Homenagem a Miguel Portas, o homem que esteve sempre com “os de baixo”


Paulo Portas evoca o irmão, Miguel (Fotos: Miguel Manso)

Carácter forte, honestidade radical, suavidade e elegância amenas. Tão amenas que devem ser recordadas com os olhos enxutos, disse Paulo Portas sobre o irmão, Miguel, na homenagem pública em memória do eurodeputado e fundador do Bloco de Esquerda (BE) que decorreu neste domingo à tarde no jardim de Inverno do Teatro S. Luiz, em Lisboa.

O amplo espaço estava cheio à hora marcada. Por isso, a sala de espectáculos do teatro foi aberta para acolher centenas de pessoas que estiveram presentes para ouvir a evocação do percurso de vida do político e intelectual falecido na semana passada em Antuérpia.

“O meu irmão Miguel não era nada do género de trabalhar para a posteridade”, começou por dizer Paulo Portas, ministro de Estado e dos Negócios Estrangeiros e líder do CDS-PP. Garantiu que Miguel “não partiu magoado nem intranquilo” e quis que todos na sala soubessem que “em 50 anos de irredutível amizade falámos de tudo, contámos tudo, discutimos tudo, e rimos sempre”.

Num dos apontamentos musicais que alternaram com as intervenções evocativas do percurso político, cívico e humano de Miguel Portas, o pianista Mário Laginha interpretou uma versão livre de "Traz outro amigo também" (de Zeca Afonso). A escolha não podia ser mais apropriada, como lembrou Ruben de Carvalho, dirigente do PCP e vereador da Câmara de Lisboa: “Isso foi o que ele fez sempre ao longo de toda a vida.”

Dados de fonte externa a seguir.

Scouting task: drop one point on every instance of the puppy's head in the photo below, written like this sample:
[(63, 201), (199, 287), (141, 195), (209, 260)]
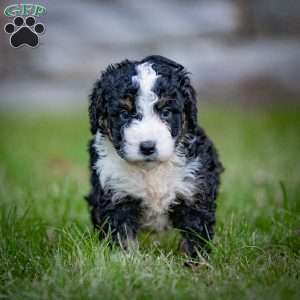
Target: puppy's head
[(143, 108)]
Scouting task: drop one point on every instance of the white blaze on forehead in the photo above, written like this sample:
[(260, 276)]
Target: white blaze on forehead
[(146, 78), (150, 127)]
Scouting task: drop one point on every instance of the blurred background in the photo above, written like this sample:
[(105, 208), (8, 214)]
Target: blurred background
[(237, 50)]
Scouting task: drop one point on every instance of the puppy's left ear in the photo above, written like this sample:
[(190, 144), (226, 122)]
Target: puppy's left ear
[(97, 109), (190, 104)]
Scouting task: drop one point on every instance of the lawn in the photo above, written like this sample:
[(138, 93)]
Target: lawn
[(48, 249)]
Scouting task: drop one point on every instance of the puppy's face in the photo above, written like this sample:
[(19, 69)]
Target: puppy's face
[(144, 109)]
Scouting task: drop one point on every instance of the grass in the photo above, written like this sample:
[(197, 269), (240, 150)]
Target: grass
[(49, 251)]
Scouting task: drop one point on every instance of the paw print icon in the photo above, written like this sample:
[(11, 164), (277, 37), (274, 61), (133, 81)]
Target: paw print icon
[(24, 32)]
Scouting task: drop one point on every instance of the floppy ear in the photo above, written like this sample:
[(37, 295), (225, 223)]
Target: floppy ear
[(97, 109), (190, 104)]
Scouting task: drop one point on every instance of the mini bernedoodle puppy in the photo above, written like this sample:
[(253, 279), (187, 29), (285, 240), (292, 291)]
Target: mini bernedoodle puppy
[(151, 165)]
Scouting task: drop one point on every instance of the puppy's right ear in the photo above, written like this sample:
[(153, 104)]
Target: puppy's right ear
[(97, 109)]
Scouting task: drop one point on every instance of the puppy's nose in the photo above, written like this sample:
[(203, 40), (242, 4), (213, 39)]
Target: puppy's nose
[(147, 147)]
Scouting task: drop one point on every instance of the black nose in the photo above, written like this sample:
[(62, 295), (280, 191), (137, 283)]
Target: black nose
[(147, 147)]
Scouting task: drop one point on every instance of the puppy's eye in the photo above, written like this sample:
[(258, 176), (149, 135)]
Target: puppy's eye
[(165, 114), (124, 115)]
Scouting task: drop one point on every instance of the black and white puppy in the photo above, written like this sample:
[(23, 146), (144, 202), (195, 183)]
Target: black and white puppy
[(151, 164)]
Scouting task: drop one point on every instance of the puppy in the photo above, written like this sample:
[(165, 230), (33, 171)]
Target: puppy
[(151, 165)]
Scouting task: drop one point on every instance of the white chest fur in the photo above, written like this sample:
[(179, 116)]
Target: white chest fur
[(157, 186)]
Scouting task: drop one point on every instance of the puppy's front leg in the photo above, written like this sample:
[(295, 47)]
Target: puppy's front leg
[(196, 223)]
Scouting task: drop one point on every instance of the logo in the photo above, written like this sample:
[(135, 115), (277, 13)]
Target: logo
[(24, 30)]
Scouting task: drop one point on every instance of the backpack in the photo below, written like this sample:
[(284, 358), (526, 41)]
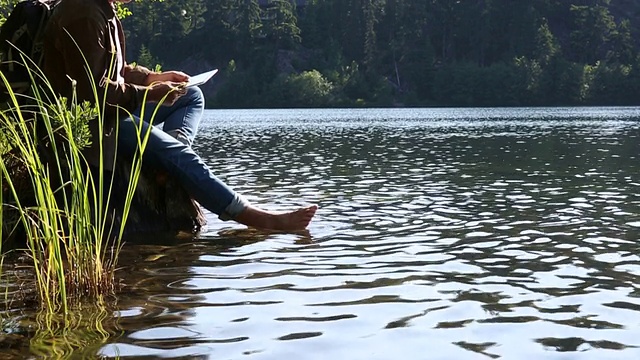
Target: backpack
[(22, 35)]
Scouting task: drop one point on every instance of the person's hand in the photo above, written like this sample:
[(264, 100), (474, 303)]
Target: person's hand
[(167, 92), (172, 76)]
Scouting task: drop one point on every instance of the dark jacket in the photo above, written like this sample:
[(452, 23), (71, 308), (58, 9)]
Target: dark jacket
[(85, 37)]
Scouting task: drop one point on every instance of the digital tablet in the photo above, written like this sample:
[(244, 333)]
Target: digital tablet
[(201, 78)]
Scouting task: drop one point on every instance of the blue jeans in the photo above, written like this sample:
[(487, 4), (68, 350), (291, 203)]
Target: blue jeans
[(170, 148)]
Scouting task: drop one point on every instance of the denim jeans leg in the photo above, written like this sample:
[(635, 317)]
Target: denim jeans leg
[(181, 161), (180, 120)]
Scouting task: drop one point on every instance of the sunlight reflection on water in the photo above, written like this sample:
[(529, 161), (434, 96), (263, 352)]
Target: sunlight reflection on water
[(441, 234)]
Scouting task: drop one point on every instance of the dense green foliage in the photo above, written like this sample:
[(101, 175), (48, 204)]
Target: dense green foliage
[(277, 53)]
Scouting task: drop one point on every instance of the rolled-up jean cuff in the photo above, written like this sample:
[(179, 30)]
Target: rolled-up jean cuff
[(237, 205), (180, 136)]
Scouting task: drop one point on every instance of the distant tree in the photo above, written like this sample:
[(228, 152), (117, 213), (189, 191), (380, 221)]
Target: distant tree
[(593, 28), (281, 23)]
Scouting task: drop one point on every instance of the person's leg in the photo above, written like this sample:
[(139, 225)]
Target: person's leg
[(180, 120), (194, 175)]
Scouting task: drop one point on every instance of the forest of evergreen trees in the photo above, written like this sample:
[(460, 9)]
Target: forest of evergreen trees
[(316, 53)]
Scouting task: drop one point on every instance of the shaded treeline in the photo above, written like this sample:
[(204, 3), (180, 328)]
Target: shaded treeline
[(285, 53)]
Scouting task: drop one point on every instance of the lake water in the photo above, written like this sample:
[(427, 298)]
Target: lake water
[(441, 234)]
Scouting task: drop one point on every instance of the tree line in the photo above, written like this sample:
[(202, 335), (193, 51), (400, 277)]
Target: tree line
[(317, 53)]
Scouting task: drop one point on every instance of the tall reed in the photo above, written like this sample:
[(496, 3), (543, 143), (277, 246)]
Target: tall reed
[(68, 222)]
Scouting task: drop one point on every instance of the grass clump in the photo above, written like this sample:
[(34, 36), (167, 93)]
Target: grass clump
[(60, 203)]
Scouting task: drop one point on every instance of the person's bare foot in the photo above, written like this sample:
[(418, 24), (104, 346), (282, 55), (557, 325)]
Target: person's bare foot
[(289, 221)]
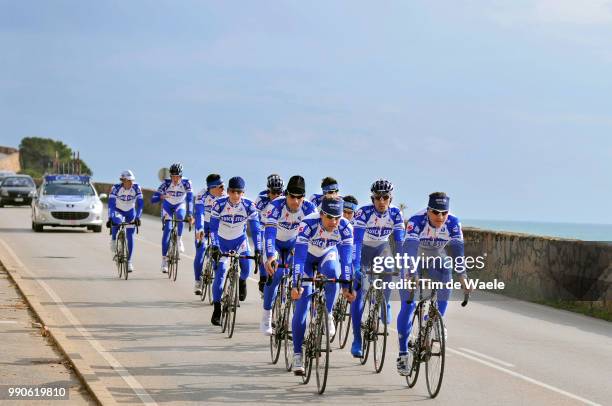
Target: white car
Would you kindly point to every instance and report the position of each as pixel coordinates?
(67, 201)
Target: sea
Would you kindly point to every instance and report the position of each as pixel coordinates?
(576, 231)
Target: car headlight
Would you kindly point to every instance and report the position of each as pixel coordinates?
(46, 206)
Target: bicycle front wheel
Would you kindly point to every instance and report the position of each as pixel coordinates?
(175, 255)
(233, 307)
(380, 334)
(322, 347)
(345, 325)
(414, 345)
(225, 299)
(206, 280)
(276, 339)
(366, 326)
(118, 251)
(287, 336)
(435, 356)
(124, 257)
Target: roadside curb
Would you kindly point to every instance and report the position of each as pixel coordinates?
(82, 370)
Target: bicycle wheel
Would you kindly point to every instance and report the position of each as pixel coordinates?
(227, 286)
(288, 338)
(124, 256)
(414, 345)
(435, 347)
(309, 345)
(366, 327)
(117, 257)
(176, 257)
(170, 256)
(380, 334)
(345, 326)
(205, 279)
(322, 347)
(276, 339)
(338, 316)
(233, 308)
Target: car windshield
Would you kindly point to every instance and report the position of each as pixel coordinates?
(68, 189)
(20, 181)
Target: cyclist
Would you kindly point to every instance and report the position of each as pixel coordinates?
(329, 187)
(283, 217)
(274, 189)
(125, 204)
(228, 233)
(177, 198)
(428, 233)
(374, 224)
(203, 205)
(349, 208)
(322, 238)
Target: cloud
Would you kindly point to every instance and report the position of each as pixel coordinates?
(583, 12)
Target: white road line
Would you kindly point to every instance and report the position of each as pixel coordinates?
(481, 355)
(112, 361)
(520, 376)
(526, 378)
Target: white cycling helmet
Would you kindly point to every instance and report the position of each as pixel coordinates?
(127, 175)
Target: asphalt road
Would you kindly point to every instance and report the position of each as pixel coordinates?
(150, 340)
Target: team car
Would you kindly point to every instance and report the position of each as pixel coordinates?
(67, 201)
(16, 190)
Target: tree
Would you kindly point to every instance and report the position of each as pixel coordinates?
(38, 154)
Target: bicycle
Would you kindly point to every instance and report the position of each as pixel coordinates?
(173, 254)
(208, 275)
(317, 344)
(427, 342)
(229, 299)
(342, 321)
(121, 249)
(374, 323)
(281, 314)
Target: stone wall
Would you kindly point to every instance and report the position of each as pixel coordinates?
(9, 159)
(544, 269)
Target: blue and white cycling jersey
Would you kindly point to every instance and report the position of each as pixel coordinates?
(422, 236)
(373, 229)
(378, 226)
(317, 198)
(203, 208)
(176, 194)
(198, 209)
(282, 224)
(261, 203)
(125, 199)
(232, 219)
(313, 239)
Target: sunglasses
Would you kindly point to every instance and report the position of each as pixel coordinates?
(382, 197)
(438, 212)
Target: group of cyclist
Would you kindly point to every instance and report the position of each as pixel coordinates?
(329, 232)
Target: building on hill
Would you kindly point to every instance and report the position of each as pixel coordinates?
(9, 159)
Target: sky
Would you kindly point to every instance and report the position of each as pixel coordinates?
(504, 105)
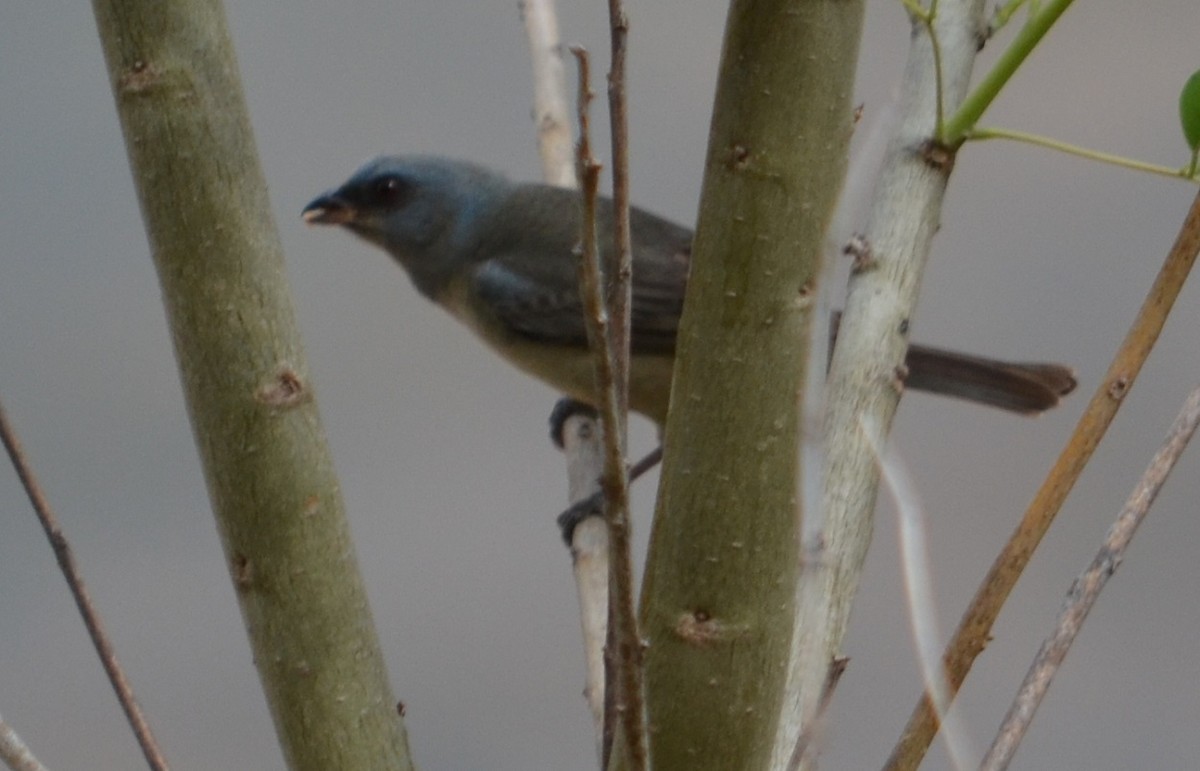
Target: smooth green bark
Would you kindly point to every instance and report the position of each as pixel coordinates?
(720, 580)
(268, 467)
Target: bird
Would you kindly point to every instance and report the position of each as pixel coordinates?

Lembrou o momento em que conhecera Miguel Portas, então com 14 anos e “debitando com assinalável convicção ideias várias e projectos”. Desde então, disse, passaram-se quase 40 anos de uma vida “a discutir um com o outro”. “Em termos de balanço, cheguei à convicção de que estivemos sempre em desacordo, excepto quando falávamos de banda desenhada, onde tínhamos os mesmos gostos.”

Personalidade transbordante

O presidente da câmara de Lisboa, António Costa (PS), conheceu Miguel Portas no Liceu Passos Manuel. Tinham três anos de diferença e “ele já era uma referência”.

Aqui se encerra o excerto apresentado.